La principal prioridad para el equipo de científicos que gobierna las actividades de la sonda marciana Phoenix es analizar el hielo procedente del subsuelo inmediato. Pero dado que las temperaturas ambientales son muy bajas, los expertos esperan que éste sea muy duro y compacto, comparable a rascar en una acera. Para poder recoger una muestra, los controladores ensayaron varias técnicas en busca de la mejor forma de llevarla hasta el instrumento TEGA. El vehículo dispone de hasta tres herramientas para ayudar a acceder al hielo. En efecto, la pala excavadora posee dos hojas de diferente material, y una especie de raspador. El objetivo no es obtener un pedazo de hielo, sino partículas finas que puedan ser introducidas hasta el instrumento analizador.
Las pruebas realizadas provocaron la producción de pequeños montones de partículas en el surco donde trabajaba la Phoenix. Pero éstos eran tan pequeños que la pala no pudo recogerlos. Algo así como recoger el polvo de nuestro hogar con una pala, aunque sin escoba. La Phoenix realizó dos sesiones de 50 movimientos de rascado el 7 de julio, produciendo dos pilas, en la zona “Snow White”, pero las imágenes mostraron que éstas no habían podido ser introducidas al interior de la pala excavadora.

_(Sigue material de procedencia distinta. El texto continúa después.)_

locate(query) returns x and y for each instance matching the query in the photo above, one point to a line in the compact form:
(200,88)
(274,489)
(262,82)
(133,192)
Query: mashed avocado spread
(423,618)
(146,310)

La siguiente prueba implicaría el uso del raspador motorizado, así que se efectuaron numerosos ensayos en el modelo instalado en la Tierra. Mientras, en Marte, se empleó por primera vez un sensor para medir la conductividad térmica y eléctrica del suelo marciano. El aparato tiene el aspecto de un tenedor de cuatro puntas de unos 1,5 cm de largo. El brazo robótico de la sonda empujó la herramienta contra el suelo, hasta tocarlo, donde podría efectuar sus mediciones, aunque habría que esperar a un segundo posicionamiento (10 de julio) para obtener resultados concretos. Antes de ahora, el mismo instrumento ha servido para medir la cantidad de vapor de agua presente en la atmósfera.
La Phoenix envió a la Tierra, asimismo, su primera imagen procedente de su microscopio de fuerza atómica. Fabricado en Suiza, este microscopio obtiene una imagen de la superficie de una partícula midiéndola con la aguda punta situada en el extremo de un muelle. El sensor sube y baja siguiendo el contorno de la partícula, lo que proporciona información sobre su forma. Es decir, en vez de usar una cámara fotográfica, toca a su objetivo para obtener la imagen. Su sensibilidad le permite conseguir detalles tan pequeños como 100 nanómetros, menos de una centésima del grosor de un cabello humano, y 20 veces más diminutos que lo que puede resolver el microscopio óptico de a bordo. (Foto: NASA/JPL-Caltech/University of Arizona/Texas A&M University)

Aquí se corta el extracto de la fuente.